Style, Pizzazz and Innovation
The exemplary Web site offers reader appeal through the use of graphics or other multi-media applications, an intuitive organizational structure, and helpful navigational tools. It offers fresh content and other features that catch the user’s attention, and invites them to return for repeated visits.
- Freshness: Today’s best municipal Web sites are anything but stagnant. One of the greatest advantages of having an online presence is the ability to continuously provide fresh information.
- Reader appeal: Today’s online visitors have been spoiled by the constant raising of the bar when it comes to graphics, multimedia functions, and navigational tools on Web sites. More often than not, most of us do judge a book by its cover-and first impressions count! While chock full of comprehensive information and resources, Boston’s Web site appears anything but cluttered. The site exudes sophistication and offers many state-of-the-art features, including podcasts and on-demand video.
Lynn’s Web site also features clean and colorful graphics.
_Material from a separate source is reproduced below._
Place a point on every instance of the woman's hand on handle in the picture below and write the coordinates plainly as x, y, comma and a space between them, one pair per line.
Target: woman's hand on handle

Its photos are beautiful, and the overall layout and sophisticated design make the site stand out among its peers.
- Ease of navigation: Because of the vast amounts of information available to us, we like it to be organized into digestible pieces that can, in turn, increase our efficiency. Clear menu options and site search functions can help us quickly pinpoint specific information, while site maps clearly delineate the range of content included within a Web site.
Many Web sites now offer “quick links” to their most popular pages. Whereas many earlier municipal Web sites were organized by department or agency, many-if not most-have now shifted to a user-centric system based on the user’s anticipated needs. This shift recognizes that most users don’t think about which government department does what; they simply want to accomplish a particular task.
The City of New Bedford, with a population of 100,000, recently introduced a new version of its Web site, which combines freshness, appeal, and organization, with quality content that informs, educates and promotes the city. In a city press release announcing the “new and improved” Web site,
Mayor Scott Lang says that the many months of planning and development have translated into “a modern Web site that is user-friendly, updated, and accurately communicates the best of New Bedford to everyone who discovers our city through the Internet.” A visit to the site demonstrates that the city has hit the mark.